We haven’t heard you say “uncle” yet, so we’re going to dish out one more way for you to zombify your curriculum (you can read two related posts here and here). Allow us to introduce our latest find: Zombie-Based Learning (ZBL), a standards-based, zombie-infused curriculum designed by geography teacher, David Hunter.
Instead of using textbooks, ZBL substitutes graphic novels and hands-on projects to teach student how they might use geography to survive a hypothetical zombie apocalypse. If you’re wary of the legitimacy of ZBL, you might be pleased to know that it meets the 2012 National Geography Standards and actually uses the geographic concepts and same kinds of thinking that real world geographers use.

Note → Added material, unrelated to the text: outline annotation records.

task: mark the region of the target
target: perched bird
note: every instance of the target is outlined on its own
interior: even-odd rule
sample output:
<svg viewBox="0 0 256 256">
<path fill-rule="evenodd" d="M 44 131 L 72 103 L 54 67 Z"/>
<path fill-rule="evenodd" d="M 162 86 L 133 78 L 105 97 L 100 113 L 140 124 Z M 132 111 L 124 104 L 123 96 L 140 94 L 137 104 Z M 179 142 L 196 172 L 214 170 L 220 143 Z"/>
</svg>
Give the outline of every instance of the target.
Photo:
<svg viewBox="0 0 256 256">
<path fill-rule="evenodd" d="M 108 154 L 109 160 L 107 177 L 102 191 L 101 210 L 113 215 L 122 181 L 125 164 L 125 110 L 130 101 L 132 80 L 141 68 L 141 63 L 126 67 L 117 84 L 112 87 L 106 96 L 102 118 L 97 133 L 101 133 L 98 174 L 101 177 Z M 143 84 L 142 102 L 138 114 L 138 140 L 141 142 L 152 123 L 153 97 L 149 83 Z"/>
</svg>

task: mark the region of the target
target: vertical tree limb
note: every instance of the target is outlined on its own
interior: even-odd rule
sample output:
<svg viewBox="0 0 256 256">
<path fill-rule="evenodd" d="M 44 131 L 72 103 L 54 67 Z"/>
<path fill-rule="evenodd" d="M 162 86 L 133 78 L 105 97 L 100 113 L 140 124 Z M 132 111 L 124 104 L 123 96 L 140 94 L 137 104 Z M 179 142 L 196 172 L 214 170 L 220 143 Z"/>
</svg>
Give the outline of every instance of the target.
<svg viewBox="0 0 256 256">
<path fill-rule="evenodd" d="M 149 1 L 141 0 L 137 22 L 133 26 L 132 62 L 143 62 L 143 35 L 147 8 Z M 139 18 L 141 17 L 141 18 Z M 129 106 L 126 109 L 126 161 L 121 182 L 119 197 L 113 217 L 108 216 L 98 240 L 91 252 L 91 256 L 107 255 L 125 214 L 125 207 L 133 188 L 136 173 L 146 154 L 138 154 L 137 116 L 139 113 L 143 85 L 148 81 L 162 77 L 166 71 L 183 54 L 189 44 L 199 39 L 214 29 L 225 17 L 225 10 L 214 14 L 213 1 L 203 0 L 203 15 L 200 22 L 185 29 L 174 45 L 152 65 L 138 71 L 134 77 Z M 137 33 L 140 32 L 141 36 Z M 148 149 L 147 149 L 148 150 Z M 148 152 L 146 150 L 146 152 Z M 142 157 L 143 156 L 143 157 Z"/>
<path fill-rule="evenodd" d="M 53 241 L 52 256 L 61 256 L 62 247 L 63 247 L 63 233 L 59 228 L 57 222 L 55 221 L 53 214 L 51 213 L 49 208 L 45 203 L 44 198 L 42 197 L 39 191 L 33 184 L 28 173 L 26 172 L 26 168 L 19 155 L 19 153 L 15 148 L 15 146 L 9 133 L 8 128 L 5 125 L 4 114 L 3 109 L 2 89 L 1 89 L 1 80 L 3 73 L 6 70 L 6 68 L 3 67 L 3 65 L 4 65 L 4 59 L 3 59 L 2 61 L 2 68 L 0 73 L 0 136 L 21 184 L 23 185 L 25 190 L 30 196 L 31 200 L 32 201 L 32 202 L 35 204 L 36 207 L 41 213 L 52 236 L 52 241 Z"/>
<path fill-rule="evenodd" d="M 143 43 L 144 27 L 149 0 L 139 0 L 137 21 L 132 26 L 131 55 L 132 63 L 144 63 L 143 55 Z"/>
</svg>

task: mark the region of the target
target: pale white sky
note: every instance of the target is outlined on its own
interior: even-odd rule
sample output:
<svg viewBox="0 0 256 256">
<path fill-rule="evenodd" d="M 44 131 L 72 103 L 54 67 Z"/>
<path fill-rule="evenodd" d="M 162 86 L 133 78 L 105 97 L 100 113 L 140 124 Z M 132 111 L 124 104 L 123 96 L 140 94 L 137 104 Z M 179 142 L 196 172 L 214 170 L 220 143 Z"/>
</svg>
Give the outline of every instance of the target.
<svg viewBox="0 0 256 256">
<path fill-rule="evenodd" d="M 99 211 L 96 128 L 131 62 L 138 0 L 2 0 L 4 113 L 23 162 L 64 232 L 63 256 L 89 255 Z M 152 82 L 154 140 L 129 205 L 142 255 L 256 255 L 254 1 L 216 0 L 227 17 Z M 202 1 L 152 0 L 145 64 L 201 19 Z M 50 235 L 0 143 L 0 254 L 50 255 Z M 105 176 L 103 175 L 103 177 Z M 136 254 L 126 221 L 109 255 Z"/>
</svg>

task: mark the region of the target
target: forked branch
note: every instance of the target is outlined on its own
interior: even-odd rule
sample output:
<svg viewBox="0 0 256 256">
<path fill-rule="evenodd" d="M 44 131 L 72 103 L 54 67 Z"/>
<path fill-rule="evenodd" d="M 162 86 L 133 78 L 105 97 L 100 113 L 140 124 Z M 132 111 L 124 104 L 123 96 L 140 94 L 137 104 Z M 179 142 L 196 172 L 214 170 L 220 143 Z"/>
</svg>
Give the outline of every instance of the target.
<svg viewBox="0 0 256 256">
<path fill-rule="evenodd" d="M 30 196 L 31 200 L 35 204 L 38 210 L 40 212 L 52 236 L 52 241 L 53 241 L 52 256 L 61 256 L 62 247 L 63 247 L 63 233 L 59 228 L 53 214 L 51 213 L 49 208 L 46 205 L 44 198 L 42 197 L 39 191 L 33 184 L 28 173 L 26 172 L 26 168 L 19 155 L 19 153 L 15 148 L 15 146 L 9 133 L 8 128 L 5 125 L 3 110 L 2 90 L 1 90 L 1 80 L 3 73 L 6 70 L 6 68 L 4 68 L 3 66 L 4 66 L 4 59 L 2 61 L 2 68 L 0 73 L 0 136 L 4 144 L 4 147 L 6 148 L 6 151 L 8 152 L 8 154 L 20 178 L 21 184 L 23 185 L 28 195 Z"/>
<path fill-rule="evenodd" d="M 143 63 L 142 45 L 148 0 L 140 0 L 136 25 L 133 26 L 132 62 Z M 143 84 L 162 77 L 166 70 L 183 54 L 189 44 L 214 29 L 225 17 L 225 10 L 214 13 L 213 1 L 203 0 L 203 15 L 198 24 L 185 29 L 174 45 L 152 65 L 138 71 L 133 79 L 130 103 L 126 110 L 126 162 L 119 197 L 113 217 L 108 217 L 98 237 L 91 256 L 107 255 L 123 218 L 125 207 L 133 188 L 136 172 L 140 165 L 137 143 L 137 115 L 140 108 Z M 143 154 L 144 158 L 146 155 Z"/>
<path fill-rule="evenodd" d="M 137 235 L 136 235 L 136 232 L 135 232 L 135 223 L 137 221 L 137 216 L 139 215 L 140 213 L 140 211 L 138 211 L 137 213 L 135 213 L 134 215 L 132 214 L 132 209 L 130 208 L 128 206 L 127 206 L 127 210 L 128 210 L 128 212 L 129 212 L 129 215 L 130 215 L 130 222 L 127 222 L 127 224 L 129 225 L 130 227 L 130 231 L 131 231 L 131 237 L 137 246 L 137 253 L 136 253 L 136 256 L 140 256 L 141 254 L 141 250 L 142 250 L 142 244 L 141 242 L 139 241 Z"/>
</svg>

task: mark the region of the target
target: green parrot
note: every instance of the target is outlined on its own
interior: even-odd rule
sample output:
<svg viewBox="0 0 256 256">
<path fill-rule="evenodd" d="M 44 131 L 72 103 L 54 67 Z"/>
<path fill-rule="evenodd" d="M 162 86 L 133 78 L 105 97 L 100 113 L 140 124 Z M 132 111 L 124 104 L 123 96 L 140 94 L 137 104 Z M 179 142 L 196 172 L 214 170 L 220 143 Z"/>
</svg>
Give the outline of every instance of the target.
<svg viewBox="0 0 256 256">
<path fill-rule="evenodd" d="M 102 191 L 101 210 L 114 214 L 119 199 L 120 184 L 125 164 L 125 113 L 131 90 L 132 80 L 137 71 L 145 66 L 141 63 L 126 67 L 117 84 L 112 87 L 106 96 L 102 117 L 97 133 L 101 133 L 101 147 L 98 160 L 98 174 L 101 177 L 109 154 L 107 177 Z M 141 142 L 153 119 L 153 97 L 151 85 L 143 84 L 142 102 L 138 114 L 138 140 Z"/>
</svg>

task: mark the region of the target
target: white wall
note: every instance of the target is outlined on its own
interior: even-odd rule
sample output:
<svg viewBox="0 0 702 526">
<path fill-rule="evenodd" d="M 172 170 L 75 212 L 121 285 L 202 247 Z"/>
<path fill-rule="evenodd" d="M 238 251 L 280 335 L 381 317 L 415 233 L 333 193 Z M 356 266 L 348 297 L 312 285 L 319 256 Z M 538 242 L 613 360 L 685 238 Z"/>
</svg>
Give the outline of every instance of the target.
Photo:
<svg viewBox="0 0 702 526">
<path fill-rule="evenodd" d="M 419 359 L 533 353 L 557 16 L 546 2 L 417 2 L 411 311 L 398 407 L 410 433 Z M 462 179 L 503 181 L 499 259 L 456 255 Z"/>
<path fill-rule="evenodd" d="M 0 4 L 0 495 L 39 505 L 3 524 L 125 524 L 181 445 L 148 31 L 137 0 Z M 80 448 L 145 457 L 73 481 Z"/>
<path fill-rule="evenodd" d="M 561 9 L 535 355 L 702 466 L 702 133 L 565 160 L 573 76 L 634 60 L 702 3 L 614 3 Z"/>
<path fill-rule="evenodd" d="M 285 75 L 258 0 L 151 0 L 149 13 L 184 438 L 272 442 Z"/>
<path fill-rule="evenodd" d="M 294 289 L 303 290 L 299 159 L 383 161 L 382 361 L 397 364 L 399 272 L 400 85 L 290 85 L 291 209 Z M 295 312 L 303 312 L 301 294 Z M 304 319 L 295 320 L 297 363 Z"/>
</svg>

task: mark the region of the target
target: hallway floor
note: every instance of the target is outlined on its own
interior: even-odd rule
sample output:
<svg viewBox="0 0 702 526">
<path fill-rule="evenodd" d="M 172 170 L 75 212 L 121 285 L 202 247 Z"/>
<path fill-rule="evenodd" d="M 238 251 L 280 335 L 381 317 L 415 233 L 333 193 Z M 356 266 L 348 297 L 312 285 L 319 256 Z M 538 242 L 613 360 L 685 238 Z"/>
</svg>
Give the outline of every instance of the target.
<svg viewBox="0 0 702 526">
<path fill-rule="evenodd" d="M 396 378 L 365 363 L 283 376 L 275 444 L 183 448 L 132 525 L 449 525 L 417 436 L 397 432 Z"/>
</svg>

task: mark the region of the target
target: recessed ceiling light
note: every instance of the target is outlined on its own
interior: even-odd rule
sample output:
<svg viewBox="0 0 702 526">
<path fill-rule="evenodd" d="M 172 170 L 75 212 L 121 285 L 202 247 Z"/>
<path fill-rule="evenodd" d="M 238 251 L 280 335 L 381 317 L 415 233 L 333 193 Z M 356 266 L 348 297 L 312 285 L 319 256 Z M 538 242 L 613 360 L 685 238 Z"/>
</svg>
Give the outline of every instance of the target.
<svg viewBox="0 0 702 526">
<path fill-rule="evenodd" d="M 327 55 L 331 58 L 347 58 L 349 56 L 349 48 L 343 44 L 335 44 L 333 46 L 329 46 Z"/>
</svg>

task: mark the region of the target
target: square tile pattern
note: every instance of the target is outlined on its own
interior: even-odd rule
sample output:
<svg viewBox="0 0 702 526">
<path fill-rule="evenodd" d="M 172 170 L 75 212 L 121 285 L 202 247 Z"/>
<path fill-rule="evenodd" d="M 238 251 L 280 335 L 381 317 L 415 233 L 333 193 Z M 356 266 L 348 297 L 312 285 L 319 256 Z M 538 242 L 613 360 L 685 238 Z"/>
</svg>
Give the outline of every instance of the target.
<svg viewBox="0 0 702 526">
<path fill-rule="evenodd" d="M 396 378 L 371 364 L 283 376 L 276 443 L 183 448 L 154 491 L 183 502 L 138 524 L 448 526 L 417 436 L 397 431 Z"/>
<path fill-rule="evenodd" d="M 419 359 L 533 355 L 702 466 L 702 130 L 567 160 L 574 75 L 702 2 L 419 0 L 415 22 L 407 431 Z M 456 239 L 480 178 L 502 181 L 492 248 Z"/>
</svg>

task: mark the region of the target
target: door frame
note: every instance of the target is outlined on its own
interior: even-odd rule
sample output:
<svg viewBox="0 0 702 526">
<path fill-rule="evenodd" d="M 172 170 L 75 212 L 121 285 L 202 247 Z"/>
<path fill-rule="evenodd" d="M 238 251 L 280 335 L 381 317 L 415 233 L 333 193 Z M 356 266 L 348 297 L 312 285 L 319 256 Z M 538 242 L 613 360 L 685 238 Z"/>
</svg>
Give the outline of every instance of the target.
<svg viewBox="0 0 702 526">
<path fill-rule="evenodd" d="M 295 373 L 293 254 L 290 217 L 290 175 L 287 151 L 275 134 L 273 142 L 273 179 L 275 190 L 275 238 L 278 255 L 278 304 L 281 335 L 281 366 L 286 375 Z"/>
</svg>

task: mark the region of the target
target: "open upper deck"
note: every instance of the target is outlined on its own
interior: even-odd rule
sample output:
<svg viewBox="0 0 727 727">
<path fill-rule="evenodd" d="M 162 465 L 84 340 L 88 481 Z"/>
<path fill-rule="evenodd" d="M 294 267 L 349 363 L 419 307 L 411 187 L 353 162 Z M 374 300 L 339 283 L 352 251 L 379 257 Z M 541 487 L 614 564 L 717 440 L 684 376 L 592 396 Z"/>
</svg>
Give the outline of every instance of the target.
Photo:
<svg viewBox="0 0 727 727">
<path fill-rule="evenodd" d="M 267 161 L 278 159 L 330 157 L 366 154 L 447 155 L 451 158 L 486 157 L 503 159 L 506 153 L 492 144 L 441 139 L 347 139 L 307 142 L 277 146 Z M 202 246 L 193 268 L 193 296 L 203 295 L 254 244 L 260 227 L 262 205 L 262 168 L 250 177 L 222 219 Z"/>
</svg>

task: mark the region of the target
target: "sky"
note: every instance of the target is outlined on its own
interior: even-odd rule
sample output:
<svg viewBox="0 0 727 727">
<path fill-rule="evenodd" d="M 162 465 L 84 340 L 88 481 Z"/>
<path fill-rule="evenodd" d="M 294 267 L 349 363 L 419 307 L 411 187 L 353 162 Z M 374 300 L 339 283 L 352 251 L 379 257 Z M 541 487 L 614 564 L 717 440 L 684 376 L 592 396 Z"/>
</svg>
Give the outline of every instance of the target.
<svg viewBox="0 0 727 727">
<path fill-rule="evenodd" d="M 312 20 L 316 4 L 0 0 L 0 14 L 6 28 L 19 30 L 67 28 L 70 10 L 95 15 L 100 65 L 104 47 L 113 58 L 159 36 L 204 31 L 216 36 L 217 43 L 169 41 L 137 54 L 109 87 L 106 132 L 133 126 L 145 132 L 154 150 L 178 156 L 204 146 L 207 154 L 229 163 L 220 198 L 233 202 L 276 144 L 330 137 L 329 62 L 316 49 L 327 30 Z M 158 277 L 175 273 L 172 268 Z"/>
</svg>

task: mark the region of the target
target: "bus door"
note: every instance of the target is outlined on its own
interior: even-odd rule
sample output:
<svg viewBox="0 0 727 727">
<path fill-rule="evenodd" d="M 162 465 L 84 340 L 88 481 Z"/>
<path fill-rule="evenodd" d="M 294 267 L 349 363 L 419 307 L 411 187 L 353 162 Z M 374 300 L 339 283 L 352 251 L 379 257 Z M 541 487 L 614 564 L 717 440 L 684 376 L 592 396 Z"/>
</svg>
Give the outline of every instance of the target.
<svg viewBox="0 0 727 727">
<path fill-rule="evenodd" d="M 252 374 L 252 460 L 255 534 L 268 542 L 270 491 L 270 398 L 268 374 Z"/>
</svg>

Here’s how the Zombie-Based Learning Narrative is structured:
Planning for the Outbreak
News of a zombie-like outbreak has reached your community. You are helping to plan in case the outbreak reaches your area.
Post Outbreak Survival
The outbreak has reached your area and chaos has followed. You use your skills to survive and find other survivors.
Finding a Place to Settle
You meet with other survivors; now you are trying to decide upon a safe place.
Building a Community
With your group of survivors, you make decisions to build a safe and sustainable community.
Planning for the Future
Based on what you know about geography and your knowledge of the past, your community makes long-term plans for survival and rebuilding.
Should you choose to use ZBL in your own classrooms, you won’t be tracking down resources since everything you’ll need, from graphic novels and handouts to rubrics and in-class activities, is on the ZBL site.